2. Sale, Paris, Nov. 24ff, 1783, lot 69. They were measured at 2 pieds by 2 pieds, 6 pouces (i.e., 61 x 76.2 cm), which is slightly smaller than their actual dimensions. However, as often in the seventeenth and eighteenth centuries, they may have been measured while in their frames.

3. Louis Gonse, Les Chefs-d’oeuvre des Musées de France, 2 vols. (Paris: 1900-04), 1: 244-45.

4. Marcel Nicolle and Émile Dacier, Musée municipal des Beaux-Arts, Catalogue (Nantes: 1913), cat. 636.

5. Marcel Nicolle, Le Musée de Nantes, Peintures (Paris: 1919), 12.

6. Idem, “Watteau dans les musées de province,” Revue de l’art ancien et moderne, 40 (July-Aug. 1921), 134.

7. La Vie parisienne, exh. cat. (Paris: Musée Carnavalet, 1928), cat. 68; Luc Benoist, Nantes, Musée des Beaux-Arts, catalogue et guide (Nantes: 1953), cat. 635-36.

8. George Wildenstein, Lancret (Paris: 1919), cat. 337-38.
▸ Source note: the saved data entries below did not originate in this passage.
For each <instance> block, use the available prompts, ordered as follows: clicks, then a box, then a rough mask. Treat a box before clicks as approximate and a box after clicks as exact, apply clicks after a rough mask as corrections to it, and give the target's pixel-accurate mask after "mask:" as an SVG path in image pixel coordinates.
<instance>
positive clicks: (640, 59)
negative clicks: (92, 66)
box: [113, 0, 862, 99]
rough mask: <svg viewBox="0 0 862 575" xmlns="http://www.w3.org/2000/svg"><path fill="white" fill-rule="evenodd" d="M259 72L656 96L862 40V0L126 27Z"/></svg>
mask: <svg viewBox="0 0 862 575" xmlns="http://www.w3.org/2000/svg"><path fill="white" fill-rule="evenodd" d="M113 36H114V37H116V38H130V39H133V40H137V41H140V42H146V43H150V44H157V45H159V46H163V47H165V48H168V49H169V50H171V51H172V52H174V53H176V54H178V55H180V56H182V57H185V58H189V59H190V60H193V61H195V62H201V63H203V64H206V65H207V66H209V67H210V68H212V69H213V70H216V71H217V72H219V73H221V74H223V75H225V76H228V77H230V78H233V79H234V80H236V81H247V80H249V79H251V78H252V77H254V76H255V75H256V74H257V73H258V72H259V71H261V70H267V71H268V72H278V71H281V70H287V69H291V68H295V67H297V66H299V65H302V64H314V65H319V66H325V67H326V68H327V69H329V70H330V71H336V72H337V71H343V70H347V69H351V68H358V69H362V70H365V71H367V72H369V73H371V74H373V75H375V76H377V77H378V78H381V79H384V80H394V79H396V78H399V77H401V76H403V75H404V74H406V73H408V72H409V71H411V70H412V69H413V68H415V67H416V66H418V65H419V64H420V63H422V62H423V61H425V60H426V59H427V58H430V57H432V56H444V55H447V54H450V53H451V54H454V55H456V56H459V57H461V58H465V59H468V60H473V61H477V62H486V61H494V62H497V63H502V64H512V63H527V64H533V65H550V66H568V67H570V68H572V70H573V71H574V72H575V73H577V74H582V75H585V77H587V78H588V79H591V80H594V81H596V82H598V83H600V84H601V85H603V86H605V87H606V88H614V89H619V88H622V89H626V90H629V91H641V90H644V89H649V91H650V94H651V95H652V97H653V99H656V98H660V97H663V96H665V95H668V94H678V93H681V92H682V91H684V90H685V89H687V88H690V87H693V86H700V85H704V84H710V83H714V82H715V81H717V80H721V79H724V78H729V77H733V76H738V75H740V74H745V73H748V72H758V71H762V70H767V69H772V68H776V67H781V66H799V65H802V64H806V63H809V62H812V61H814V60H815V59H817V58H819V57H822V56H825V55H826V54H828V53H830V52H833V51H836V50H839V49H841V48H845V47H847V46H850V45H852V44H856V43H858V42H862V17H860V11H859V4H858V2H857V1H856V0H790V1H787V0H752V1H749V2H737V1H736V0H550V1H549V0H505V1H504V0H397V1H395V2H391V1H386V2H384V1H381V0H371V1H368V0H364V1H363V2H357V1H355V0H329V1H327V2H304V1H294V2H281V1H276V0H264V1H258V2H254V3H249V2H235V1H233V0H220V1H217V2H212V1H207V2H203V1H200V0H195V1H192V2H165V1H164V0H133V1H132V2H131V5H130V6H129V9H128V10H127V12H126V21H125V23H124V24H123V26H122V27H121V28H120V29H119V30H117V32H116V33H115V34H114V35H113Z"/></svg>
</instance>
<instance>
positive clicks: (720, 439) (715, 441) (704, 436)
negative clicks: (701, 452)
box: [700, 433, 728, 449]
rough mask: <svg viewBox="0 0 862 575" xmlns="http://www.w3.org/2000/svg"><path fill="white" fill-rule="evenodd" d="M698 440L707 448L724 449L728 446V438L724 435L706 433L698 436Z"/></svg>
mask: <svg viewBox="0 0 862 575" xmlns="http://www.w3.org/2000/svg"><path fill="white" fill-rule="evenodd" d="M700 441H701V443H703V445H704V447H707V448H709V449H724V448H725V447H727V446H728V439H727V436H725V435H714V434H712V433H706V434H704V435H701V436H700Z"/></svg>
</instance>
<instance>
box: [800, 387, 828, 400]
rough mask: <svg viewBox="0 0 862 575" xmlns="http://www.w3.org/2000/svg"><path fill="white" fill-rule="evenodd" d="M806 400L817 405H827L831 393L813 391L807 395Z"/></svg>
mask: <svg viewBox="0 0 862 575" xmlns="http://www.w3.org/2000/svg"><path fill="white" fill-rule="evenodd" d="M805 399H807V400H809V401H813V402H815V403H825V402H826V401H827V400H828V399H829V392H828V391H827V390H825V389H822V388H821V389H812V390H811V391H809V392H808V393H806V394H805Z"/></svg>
9. Chateau de Villersexel, collection of the marquis de Gramont; sold Paris, Hôtel Drouot, May 25-26, 1932, lot 86; M. J. Lantz; Paris, Galerie Pardo, Catalogue, 1980, IX; sale, Paris, Hôtel Drouot, Dec. 13, 2010, lot 32.

10. See Héritage de France, French Painting 1610-1760, exh. cat. (Montreal: Museum of Fine Arts et al.: 1961), cat. 57. See also Florence Ingersoll-Smouse, Pater (Paris: 1928), cat. 307-10.
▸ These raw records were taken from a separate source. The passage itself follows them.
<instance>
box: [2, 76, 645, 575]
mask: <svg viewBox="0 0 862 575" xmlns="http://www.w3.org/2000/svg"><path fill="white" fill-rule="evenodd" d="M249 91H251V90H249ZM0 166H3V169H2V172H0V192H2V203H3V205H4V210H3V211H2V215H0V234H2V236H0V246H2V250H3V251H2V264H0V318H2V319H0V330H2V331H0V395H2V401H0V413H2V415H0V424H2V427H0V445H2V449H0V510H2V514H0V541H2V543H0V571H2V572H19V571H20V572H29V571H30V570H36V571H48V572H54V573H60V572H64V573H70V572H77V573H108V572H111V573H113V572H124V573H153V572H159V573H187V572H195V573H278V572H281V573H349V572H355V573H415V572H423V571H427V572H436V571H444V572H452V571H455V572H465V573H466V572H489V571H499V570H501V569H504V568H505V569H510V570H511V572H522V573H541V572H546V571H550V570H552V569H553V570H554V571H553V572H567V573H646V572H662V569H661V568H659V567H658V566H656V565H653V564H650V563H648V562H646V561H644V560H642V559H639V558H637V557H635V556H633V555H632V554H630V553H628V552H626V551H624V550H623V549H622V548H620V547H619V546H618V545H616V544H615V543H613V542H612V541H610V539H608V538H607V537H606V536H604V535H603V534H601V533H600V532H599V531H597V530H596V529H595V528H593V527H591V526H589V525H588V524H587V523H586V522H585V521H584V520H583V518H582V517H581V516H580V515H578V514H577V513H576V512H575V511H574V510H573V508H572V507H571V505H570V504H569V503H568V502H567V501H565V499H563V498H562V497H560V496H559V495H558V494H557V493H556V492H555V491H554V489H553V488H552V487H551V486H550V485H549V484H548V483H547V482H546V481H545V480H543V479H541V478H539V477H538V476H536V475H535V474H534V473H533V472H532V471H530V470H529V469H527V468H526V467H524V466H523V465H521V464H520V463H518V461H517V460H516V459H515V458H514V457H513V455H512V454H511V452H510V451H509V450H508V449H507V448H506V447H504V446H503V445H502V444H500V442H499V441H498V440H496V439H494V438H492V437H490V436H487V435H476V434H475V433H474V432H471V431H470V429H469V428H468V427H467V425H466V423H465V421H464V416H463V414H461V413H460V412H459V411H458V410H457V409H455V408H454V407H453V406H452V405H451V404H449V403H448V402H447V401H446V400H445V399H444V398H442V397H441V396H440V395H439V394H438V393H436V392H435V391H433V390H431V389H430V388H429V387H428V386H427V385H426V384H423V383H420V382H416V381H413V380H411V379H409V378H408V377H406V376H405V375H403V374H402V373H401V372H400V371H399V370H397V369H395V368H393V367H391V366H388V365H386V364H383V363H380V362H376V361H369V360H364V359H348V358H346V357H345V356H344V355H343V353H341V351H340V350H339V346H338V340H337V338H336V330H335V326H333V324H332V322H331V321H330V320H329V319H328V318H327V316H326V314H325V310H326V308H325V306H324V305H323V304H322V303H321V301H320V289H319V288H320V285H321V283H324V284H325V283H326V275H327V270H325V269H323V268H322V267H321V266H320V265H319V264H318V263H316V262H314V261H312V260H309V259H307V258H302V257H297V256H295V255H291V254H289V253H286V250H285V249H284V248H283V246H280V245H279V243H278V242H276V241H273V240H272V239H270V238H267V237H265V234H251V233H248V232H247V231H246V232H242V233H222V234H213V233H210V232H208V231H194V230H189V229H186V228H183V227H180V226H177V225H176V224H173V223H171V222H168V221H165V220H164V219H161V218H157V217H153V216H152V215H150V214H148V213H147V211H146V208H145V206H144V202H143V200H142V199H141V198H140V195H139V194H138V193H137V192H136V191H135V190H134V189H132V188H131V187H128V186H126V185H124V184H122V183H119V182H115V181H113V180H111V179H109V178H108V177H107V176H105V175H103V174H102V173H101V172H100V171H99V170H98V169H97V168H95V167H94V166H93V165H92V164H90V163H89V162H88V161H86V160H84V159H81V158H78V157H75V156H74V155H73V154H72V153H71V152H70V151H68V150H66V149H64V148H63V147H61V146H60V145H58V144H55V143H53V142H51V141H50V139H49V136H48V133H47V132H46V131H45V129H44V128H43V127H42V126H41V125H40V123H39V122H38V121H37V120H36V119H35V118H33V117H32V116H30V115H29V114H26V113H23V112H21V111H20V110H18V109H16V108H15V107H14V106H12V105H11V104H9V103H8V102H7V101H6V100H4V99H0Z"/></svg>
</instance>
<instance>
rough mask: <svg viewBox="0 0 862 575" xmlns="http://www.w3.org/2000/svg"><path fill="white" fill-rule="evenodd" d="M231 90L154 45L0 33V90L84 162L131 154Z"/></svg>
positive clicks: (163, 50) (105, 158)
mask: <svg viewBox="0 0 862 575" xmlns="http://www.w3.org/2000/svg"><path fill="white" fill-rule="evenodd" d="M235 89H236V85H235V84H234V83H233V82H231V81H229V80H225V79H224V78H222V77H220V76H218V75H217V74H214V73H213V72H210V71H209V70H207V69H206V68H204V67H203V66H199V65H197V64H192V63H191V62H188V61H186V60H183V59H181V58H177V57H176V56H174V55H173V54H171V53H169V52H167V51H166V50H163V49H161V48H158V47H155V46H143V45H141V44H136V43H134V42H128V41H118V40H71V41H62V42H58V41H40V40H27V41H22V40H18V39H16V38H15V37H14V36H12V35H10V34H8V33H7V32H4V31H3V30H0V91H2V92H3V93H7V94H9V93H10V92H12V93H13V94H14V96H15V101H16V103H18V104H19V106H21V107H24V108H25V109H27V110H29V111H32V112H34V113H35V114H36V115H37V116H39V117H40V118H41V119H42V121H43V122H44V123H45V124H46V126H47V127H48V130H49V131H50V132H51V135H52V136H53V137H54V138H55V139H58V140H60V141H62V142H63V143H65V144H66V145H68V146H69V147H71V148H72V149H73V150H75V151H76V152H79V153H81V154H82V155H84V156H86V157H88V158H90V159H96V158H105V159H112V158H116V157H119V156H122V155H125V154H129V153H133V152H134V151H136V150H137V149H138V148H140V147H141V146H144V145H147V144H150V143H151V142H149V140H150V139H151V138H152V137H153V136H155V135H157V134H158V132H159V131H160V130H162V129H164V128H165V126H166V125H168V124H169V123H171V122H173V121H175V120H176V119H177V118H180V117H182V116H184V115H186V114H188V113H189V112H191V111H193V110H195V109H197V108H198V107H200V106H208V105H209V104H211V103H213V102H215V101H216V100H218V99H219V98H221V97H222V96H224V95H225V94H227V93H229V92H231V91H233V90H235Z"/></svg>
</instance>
11. The painting appeared under Octavien’s name in at least two sales: Paris, Hôtel Drouot, coll. of Monsieur X, Jan. 30, 1933, lot. 16; Paris, Palais Galliera, coll. M. Luzarches d’Azay and others, Dec. 6-7, 1962, lot 9.

12. Paris, Hôtel Drouot (R. de Nicolay), June 17, 1982, lot 18. A photo of this painting in the files of the Service de documentation, Musée du Louvre, gives larger measurements (112.5 x 133 cm) and lists the painting as being in the collection of Saïd Fouard, Switzerland.